Garnet found a safe spot to peek out of, and maybe to fire from, in time to see the last of the Martian unit die. Two white humans and a Choom were shooting him, standing around him and getting closer as he dropped his rifle. They had decided individually, without the inspiration of Shiv Mofo or each other. This was outer Punktown, but it was still Punktown. The little boy’s inner lining of bullet and ray-proof mesh seemed to be keeping him barely alive, except for some bone-cracking blunt trauma, but some gang boys of similar age dashed in with nunchakus to flail at his head, and finished him off and then some.
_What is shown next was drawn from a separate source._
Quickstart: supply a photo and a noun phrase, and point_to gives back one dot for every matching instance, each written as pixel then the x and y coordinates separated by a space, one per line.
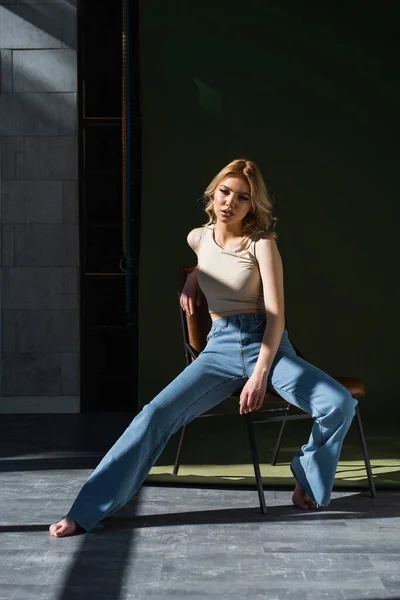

Wearily, warily, Del Kahn and Mitch Garnet stood up from behind their shelters. Del saw two scorched ray holes in Mitch’s silver windbreaker but knew he had a protective mesh lining inside. They looked at each other for a moment, then Del saw Mitch scan the battlefield of dead and wounded with a look of horrified despair he had never seen on Mitch’s tight, hard face. Rousing himself from his shock, however, Mitch went to handcuff the cowering, trembling, half insensate blob that was Roland LaKarnafeaux.

Within minutes, almost every weapon (and some wallets) had been stripped from the dead. One of the gang boys tucked away his nunchakus in favor of a Martian’s hand blaster, another lugged away the Martian’s trademark assault engine. Del watched a boy dash off with bandoliers from which a half dozen fragmentation grenades hung like fruit. Del himself bent to retrieve Dingo Rubydawn’s semiautomatic from the hand of Johnny Leng…half to keep a kid from taking it, half for himself should more Martians attack before the inevitable influx of town enforcers.

Tucking the flat gun in his waistband, Del watched a bloodied, disoriented man, apparently struck by shrapnel, stagger away with the assault engine from the Martian killed by Shiv Mofo.

Once again a crowd gathered, a tide coming in, more people than ever…children licking ice cream, teenagers munching corn dogs, and toward the rear a towering, bluish-greenish scaled Torgessi, craning its neck with mild curiosity as it placidly chewed dilkies from a greasy little bag.

Nick Bovino’s arm ached but his pride was more injured…that fucking little monkey had beaten him within a minute. Five feet tall and as skinny as his daughters. He cursed under his breath and rubbed at his arm. At least he’d seen a
human
man beat it, finally. A handsome young man had won against five contenders in a row, had been awarded a trophy…but those who had gathered and remained to watch him didn’t applaud his victory, cheer, or clap his back. They were either too shy or reserved or unemotional or too used to watching life through their VT screens.